Pelvic-floor physiotherapists are the specialists in this field. They are able to fully assess a woman’s pelvic floor function and teach appropriate techniques to strengthen it and train the bladder. They will then reassess and monitor improvements. They often use recording of pelvic floor muscle function, and various devices to help women perform appropriate exercises, such as weighted vaginal cones, or vaginal trainers. Often the practice nurse or GP can suggest referral to these practitioners.
Sometimes assessment is needed using “urodynamics” in a specialist clinic, but only rarely is surgery needed. Modern surgical methods, however, are as non-invasive as possible, and very rarely is a hysterectomy needed.
Here are a few words that you may hear your doctor use:
Atrophic vaginitis – inflammation of vagina/vulva leading to discharge
Cervix – the neck of the uterus, at the top of the vagina
Dysuria – discomfort on passing urine
Dyspareunia – painful sex
Frequency – needing to pass urine often
HRT – hormone replacement therapy
Incontinence – involuntary leakage of urine
Local HRT – hormone replacement therapy applied in the vagina
Menopause – the last menstrual period
Nocturia – needing to pass urine at night leading to wakening
Perimenopause – the phase before the menopause takes place and can last from 5 to 15 years
Postmenopause – the time in a woman’s life after the menopause
Premature ovarian insufficiency/premature menopause – this is when a woman goes through the menopause before the age of 40. The average age of the menopause is 51
Prolapse – the descent of the uterus into the vagina cavity
STI – sexually transmitted infection
Stress incontinence – leaking of urine when coughing, sneezing or laughing
Systemic – circulating throughout the whole body
Thrush (candida albicans) – a fungal overgrowth especially in the vagina
Urethra – tube from bladder to outside through which urine is passed Urgency – needing to pass urine urgently!

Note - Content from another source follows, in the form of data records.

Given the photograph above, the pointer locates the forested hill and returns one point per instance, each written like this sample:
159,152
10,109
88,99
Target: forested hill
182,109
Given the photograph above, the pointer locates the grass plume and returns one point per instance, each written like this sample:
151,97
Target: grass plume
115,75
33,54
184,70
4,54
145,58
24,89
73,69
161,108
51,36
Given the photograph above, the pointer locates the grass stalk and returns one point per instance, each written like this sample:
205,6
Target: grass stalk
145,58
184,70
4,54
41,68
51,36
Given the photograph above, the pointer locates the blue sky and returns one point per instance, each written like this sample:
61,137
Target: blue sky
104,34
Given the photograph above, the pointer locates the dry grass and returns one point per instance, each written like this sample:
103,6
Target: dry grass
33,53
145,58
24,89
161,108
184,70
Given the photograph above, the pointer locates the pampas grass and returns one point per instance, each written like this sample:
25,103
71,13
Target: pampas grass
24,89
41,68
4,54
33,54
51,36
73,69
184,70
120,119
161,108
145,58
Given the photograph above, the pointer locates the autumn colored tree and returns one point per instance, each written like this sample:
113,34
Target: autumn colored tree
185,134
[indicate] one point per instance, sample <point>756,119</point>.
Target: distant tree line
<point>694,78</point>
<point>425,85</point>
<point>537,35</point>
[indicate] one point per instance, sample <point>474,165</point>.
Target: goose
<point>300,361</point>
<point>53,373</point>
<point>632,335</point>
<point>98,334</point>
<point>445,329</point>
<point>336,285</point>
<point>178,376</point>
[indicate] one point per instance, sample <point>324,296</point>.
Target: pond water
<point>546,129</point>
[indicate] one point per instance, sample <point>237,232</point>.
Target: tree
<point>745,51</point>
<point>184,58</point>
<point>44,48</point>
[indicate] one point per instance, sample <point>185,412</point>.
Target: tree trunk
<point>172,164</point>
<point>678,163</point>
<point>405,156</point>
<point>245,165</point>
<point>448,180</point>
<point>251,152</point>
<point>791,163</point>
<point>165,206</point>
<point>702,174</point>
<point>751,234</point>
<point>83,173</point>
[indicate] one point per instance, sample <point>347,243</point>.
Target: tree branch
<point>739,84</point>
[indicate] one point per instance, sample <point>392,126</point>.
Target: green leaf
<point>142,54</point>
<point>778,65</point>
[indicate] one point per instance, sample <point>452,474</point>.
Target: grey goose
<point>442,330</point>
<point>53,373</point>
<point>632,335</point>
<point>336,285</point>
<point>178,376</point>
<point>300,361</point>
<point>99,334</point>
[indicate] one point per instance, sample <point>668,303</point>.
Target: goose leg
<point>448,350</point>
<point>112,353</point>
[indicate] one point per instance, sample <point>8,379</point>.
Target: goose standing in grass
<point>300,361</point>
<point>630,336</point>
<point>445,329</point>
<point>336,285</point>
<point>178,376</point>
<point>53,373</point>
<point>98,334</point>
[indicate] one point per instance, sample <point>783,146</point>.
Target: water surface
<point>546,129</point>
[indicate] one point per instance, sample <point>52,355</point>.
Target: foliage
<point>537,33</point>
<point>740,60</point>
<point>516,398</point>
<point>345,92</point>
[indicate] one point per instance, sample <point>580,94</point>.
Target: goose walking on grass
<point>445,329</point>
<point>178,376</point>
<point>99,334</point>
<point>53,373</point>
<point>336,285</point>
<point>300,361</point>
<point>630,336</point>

Urge incontinence – Involuntary leakage accompanied by, or immediately preceded by a strong desire to void
Urodynamics – the study of pressure and flow relationships in the investigation of functional disorders of the lower urinary tract (LUT)
Uterus – womb
UTI – urinary tract infection
Vagina – genital canal leading to the uterus
Vaginal atrophy – drying and thinning of the vaginal and vulval skin
Vaginal flora – the micro-organisms in the vagina
Vulva – the external lips of the vagina
Discussing difficult problems with a healthcare professional…

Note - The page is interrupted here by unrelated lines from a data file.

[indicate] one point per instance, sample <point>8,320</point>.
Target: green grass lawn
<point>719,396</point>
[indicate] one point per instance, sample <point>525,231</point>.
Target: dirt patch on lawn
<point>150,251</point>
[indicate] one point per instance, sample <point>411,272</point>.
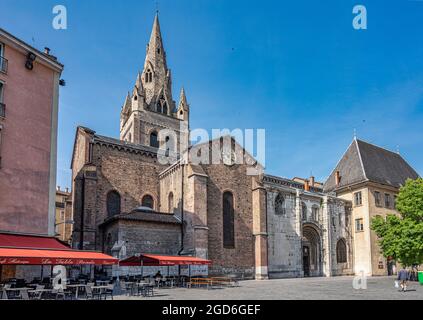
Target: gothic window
<point>341,251</point>
<point>148,201</point>
<point>113,203</point>
<point>228,221</point>
<point>148,76</point>
<point>280,205</point>
<point>154,141</point>
<point>315,213</point>
<point>170,203</point>
<point>304,211</point>
<point>159,107</point>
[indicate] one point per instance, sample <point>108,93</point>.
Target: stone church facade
<point>127,202</point>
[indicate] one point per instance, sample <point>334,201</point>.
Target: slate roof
<point>117,142</point>
<point>366,162</point>
<point>146,216</point>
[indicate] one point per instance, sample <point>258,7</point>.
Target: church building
<point>126,201</point>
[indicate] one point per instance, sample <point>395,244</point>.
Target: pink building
<point>29,94</point>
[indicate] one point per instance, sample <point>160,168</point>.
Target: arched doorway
<point>311,251</point>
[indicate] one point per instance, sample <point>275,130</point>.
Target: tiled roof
<point>366,162</point>
<point>147,216</point>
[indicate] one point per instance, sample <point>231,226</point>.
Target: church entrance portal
<point>312,257</point>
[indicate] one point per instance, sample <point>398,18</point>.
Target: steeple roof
<point>155,47</point>
<point>183,98</point>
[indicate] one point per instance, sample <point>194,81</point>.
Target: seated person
<point>158,276</point>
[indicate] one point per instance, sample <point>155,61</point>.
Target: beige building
<point>63,219</point>
<point>369,177</point>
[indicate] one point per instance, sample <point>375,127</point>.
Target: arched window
<point>304,211</point>
<point>148,201</point>
<point>154,141</point>
<point>148,76</point>
<point>280,204</point>
<point>170,203</point>
<point>341,251</point>
<point>315,212</point>
<point>113,203</point>
<point>159,107</point>
<point>228,221</point>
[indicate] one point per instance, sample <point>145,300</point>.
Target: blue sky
<point>295,68</point>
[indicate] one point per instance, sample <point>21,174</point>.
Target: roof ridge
<point>379,147</point>
<point>361,159</point>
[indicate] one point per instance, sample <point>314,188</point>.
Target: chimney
<point>337,178</point>
<point>312,181</point>
<point>306,185</point>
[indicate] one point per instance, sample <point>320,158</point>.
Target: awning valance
<point>18,249</point>
<point>161,260</point>
<point>53,257</point>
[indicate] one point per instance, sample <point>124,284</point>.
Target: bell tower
<point>150,107</point>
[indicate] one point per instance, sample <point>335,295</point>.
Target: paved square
<point>295,289</point>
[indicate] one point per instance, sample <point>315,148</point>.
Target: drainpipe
<point>81,238</point>
<point>182,211</point>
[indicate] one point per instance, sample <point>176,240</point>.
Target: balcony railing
<point>2,110</point>
<point>3,65</point>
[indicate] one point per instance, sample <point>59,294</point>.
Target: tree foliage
<point>401,237</point>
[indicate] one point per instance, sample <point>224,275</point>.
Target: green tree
<point>401,237</point>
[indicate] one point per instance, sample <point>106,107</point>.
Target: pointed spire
<point>155,45</point>
<point>183,98</point>
<point>127,103</point>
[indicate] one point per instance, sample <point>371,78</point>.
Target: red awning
<point>53,257</point>
<point>39,250</point>
<point>31,241</point>
<point>159,260</point>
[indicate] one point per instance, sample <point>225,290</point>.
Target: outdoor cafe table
<point>77,286</point>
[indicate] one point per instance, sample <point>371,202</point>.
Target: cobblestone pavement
<point>295,289</point>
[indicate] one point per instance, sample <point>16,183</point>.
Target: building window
<point>154,141</point>
<point>159,107</point>
<point>358,199</point>
<point>377,199</point>
<point>387,200</point>
<point>280,205</point>
<point>228,221</point>
<point>113,203</point>
<point>359,225</point>
<point>315,212</point>
<point>170,203</point>
<point>341,251</point>
<point>304,211</point>
<point>148,201</point>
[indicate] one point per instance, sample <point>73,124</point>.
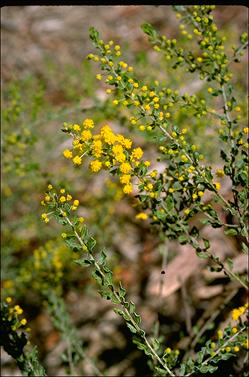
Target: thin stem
<point>70,359</point>
<point>139,330</point>
<point>220,348</point>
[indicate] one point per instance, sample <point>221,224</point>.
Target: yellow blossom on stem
<point>95,166</point>
<point>67,153</point>
<point>125,179</point>
<point>125,168</point>
<point>142,216</point>
<point>77,160</point>
<point>127,189</point>
<point>88,123</point>
<point>137,153</point>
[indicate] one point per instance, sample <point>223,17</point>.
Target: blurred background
<point>46,81</point>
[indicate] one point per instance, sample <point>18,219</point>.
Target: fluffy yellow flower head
<point>95,166</point>
<point>142,216</point>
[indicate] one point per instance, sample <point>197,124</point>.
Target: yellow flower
<point>217,185</point>
<point>88,123</point>
<point>67,154</point>
<point>125,168</point>
<point>86,135</point>
<point>220,334</point>
<point>125,179</point>
<point>18,310</point>
<point>246,344</point>
<point>153,174</point>
<point>117,149</point>
<point>142,216</point>
<point>137,153</point>
<point>168,350</point>
<point>127,189</point>
<point>76,127</point>
<point>220,173</point>
<point>23,321</point>
<point>234,330</point>
<point>108,135</point>
<point>184,158</point>
<point>77,160</point>
<point>97,148</point>
<point>95,166</point>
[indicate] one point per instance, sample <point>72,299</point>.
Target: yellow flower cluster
<point>142,216</point>
<point>237,313</point>
<point>109,150</point>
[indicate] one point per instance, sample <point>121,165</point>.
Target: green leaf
<point>182,370</point>
<point>202,254</point>
<point>97,276</point>
<point>93,34</point>
<point>183,240</point>
<point>245,248</point>
<point>73,244</point>
<point>83,262</point>
<point>102,258</point>
<point>122,291</point>
<point>230,263</point>
<point>132,328</point>
<point>91,243</point>
<point>200,355</point>
<point>231,232</point>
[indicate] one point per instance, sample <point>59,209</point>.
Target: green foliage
<point>175,201</point>
<point>14,339</point>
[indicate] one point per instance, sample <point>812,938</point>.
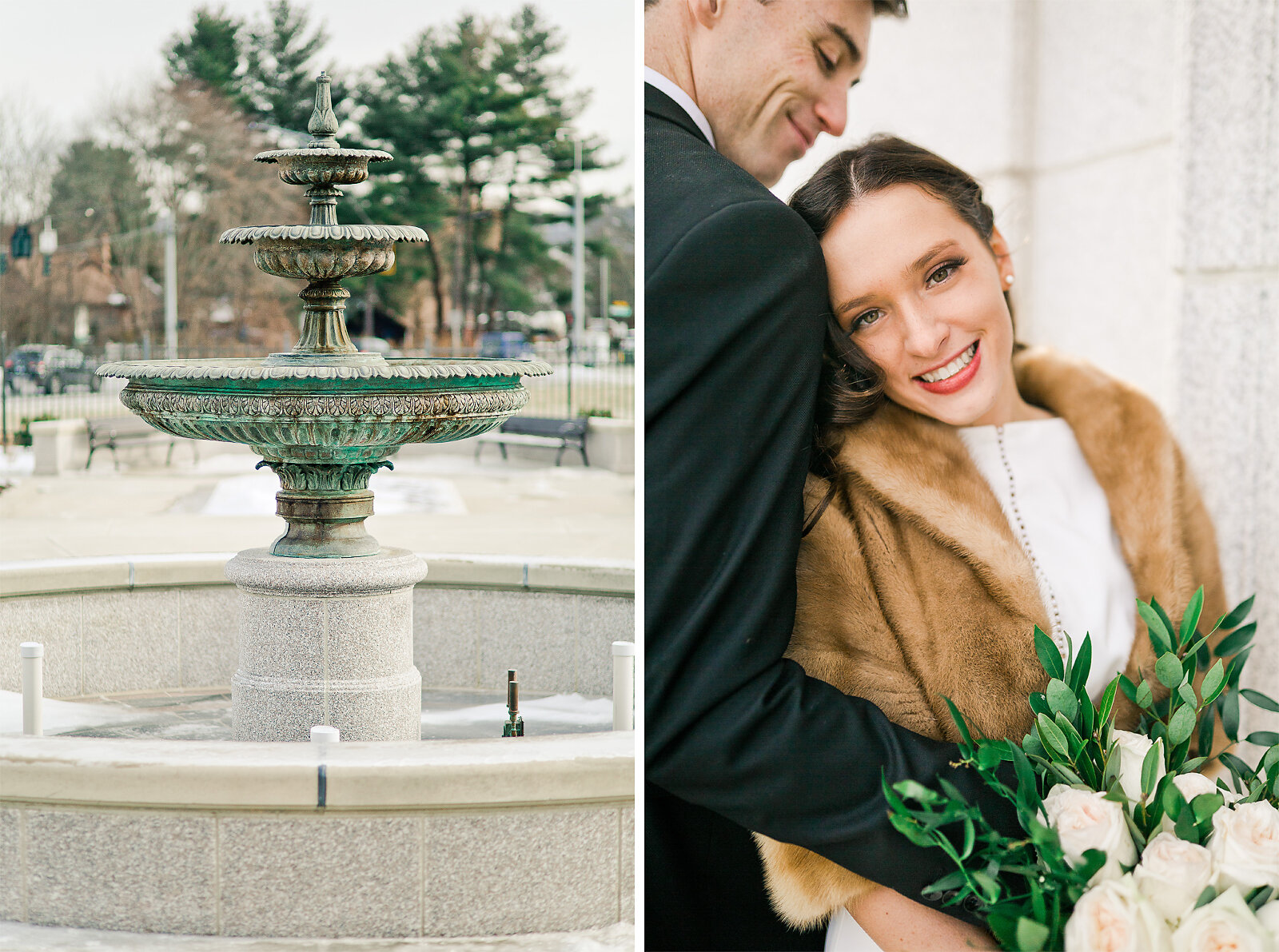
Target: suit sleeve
<point>733,338</point>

Top tips for discussing “embarrassing” problems with a healthcare professional include:
- Make a list of what you want to discuss
- Discuss the most important or most difficult questions first
- Write down what the doctor tells you
- If there is anything that you don’t understand, ask for clarification
- If you feel embarrassed take along some information with you. It can be difficult to discuss embarrassing problems face to face, but if you find information on the internet about your symptoms you can use this to help explain and avoid having to make eye contact with your GP whilst discussing the problem
- If you still feel unable to discuss the subject, write it all down and hand it to the doctor
- Don’t wait to be asked, give the doctor any information that you may feel is relevant including a history of the condition, symptoms, the impact they are causing you, any lifestyle factors that may have contributed, any medication you are taking
This fact sheet has been prepared by Women’s Health Concern and reviewed by the medical advisory council of the British Menopause Society. It is for your information and advice and should be used in consultation with your own medical practitioner.